Many things in this area still follow the legacy of colonization. Legal proceedings today are still largely organized along the lines of the colonizing country's legal proceedings depending on the nature of the colonial power. Legal traditions and cooperation follow in this direction, thus somehow in the direction of perpetuating the division between the two systems of law in Africa. But at the same time we realize, when studying the evolution of caselaw, that the courts that belong to the two opposing traditions, have in common a number of issues, and have developed common solutions and answers. Because in the end, African concepts rule. We must take this into account and not produce some kind of confrontation in order to try to defend the positions of Civil Law versus Common Law. For their development, it is in Africans' interest to compromise on both legal and judicial systems in order to arrive at solutions that are as consistent as possible with their needs, and in particular with a need that is essential in Africa, that of securing private investment. So instead of risking Common Law's eviction of Civil Law and in this way fight in its defense, we would have jurisdictional solutions that integrate all or part of the spirit of civil law. This would be win-win for this law.

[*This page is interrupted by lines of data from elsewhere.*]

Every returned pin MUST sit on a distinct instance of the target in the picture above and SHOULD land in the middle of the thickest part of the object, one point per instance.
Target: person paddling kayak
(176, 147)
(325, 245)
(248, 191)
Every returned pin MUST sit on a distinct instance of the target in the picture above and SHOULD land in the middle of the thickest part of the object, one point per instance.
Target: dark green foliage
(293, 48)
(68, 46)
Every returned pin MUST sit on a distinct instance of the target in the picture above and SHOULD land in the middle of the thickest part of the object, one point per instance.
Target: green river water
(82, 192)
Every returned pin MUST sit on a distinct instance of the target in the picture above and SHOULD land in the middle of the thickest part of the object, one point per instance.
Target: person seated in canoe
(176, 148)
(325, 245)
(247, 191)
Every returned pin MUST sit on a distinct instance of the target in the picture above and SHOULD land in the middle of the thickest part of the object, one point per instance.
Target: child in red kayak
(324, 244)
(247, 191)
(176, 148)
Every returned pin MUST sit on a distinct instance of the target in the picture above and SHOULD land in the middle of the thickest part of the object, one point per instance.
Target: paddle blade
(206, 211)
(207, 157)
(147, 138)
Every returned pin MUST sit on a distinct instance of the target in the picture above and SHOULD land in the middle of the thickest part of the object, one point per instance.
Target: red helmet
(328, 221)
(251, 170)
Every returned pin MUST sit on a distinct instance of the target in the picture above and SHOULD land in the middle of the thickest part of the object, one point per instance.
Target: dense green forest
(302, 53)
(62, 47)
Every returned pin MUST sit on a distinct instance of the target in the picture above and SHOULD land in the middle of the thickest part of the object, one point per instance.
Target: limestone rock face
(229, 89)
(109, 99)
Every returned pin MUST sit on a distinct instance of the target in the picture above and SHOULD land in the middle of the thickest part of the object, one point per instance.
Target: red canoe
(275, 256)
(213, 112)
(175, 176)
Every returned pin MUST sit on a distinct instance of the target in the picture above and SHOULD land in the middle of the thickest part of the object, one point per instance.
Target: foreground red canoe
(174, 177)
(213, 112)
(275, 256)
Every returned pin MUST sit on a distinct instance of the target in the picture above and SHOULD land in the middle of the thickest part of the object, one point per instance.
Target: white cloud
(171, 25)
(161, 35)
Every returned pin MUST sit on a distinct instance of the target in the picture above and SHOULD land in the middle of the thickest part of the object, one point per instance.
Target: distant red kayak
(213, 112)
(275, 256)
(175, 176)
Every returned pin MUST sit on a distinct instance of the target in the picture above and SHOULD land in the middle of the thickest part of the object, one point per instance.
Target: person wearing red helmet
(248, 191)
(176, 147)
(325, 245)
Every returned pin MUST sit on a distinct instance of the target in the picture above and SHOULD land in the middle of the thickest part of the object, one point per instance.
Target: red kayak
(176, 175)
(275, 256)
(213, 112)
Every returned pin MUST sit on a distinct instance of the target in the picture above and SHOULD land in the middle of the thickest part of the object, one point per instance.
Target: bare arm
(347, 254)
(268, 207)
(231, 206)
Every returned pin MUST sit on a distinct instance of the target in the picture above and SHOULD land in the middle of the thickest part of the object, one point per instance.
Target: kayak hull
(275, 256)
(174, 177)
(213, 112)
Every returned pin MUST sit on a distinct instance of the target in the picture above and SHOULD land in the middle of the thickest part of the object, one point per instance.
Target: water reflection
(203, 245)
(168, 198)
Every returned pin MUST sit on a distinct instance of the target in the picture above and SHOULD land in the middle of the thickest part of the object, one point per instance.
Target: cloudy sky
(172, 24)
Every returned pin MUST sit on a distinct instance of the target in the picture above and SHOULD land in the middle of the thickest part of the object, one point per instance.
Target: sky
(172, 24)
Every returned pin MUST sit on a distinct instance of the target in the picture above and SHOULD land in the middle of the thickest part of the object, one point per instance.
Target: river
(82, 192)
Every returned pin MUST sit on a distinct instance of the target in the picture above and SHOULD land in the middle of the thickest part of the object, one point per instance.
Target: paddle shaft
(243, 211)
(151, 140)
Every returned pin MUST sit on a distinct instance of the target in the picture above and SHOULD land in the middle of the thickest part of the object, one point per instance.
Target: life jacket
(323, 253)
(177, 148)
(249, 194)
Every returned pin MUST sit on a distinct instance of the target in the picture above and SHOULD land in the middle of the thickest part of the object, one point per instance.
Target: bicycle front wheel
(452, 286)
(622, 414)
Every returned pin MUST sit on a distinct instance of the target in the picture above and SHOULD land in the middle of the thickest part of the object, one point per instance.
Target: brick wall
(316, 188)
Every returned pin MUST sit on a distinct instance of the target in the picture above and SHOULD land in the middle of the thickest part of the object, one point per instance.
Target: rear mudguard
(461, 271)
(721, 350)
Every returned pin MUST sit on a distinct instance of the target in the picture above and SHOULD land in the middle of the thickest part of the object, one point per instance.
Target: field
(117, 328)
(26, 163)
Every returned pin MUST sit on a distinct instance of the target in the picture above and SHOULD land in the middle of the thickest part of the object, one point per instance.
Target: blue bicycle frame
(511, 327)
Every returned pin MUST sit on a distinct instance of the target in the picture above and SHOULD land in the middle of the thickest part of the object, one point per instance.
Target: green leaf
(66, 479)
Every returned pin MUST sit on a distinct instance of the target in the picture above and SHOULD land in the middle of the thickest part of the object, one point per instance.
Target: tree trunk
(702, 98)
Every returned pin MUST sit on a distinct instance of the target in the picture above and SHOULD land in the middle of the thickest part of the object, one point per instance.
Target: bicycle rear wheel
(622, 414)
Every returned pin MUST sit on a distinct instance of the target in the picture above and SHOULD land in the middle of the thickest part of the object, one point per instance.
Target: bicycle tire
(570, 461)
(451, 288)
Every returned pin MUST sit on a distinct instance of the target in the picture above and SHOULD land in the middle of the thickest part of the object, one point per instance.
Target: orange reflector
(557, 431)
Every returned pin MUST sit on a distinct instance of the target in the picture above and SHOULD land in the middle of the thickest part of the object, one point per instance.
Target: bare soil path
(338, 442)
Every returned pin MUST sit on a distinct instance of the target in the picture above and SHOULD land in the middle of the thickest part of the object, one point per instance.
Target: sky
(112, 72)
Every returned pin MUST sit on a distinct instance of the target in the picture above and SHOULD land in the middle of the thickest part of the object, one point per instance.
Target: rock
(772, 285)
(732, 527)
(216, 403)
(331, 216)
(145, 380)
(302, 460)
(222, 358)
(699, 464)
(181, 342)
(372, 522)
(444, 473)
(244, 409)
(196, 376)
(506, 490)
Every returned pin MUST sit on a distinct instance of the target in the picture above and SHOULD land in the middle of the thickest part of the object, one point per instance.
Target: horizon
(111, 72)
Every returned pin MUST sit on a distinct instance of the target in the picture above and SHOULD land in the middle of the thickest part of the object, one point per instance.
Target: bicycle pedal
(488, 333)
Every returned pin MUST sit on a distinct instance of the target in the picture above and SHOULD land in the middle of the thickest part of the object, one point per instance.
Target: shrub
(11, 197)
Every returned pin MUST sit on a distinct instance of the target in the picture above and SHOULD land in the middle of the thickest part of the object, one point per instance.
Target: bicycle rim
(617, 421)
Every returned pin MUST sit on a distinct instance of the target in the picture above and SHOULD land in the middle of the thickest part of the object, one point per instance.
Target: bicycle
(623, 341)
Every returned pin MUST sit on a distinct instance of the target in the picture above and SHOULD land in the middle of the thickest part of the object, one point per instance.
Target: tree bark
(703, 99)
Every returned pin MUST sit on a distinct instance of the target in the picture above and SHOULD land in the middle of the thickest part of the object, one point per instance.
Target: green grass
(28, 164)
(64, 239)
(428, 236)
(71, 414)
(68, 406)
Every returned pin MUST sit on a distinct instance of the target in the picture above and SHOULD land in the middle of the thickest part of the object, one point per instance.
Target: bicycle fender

Specifically, what are the priority needs in matters of Civil law in West Africa?
The needs identified by business investors can be summarized in three main aspects: first, clear and secure procedures, investment codes to determine what is allowed and under what conditions, secondly, clear competitive systems, public procurement that is followed through on, and thirdly (and perhaps now the most difficult) an independent judicial system.
In terms of needs, I can put forward one very specific issue, that of book publishing. The internet cannot be a substitute for paper books in Africa, and facilities and maintenance are expensive and their operation is very uncertain. There is therefore a great need for inexpensive publications. Good policy would stimulate and support local publishing. Publishers within universities should be assisted. The Ministry of Cooperation and the Francophone University Agency have taken action on a program concerning scientific matters. I think we should develop this type of action for the law. Today, publishers like Hachette are increasingly determined to support subsidiaries in Africa and not to ship books by boat. In terms of law in particular, I think we should encourage the publication of law reports. The IDEF (International Institute for the Expression of Law that is French-inspired) has, for example, released the OHADA code with case law memos, and not just the civil law courts but also memos from the English Common Law Courts. This again demonstrates that there are often common solutions that can come from different ideological approaches.
What could be the role of partners of
the Fondation pour le droit continental in support of your activities?
Another means of development, that I think is fundamental, is the creation of a
Professorship of civil law in Africa with the
support of the Fondation and some patrons. The University of Yaounde
works well, and hosts OHADA's Executive Secretariat and would be able to host a
university professor. Using this mechanism, we could of course create
publications, host lawyers from around the world, thus creating south-south
links with legal professionals from South
America, Egypt,
etc. A sub-Saharan university could bring together a range of talent, produce Masters
programs and theses and then expand these skills.
In conclusion, I would say that it is important to understand and distinguish the intrinsic elements of civil law that could effectively operate in developing countries and particularly in Africa. It is a mistake to consider the extension of the Common Law empire as unavoidable as long as the reality on the ground is taken into account.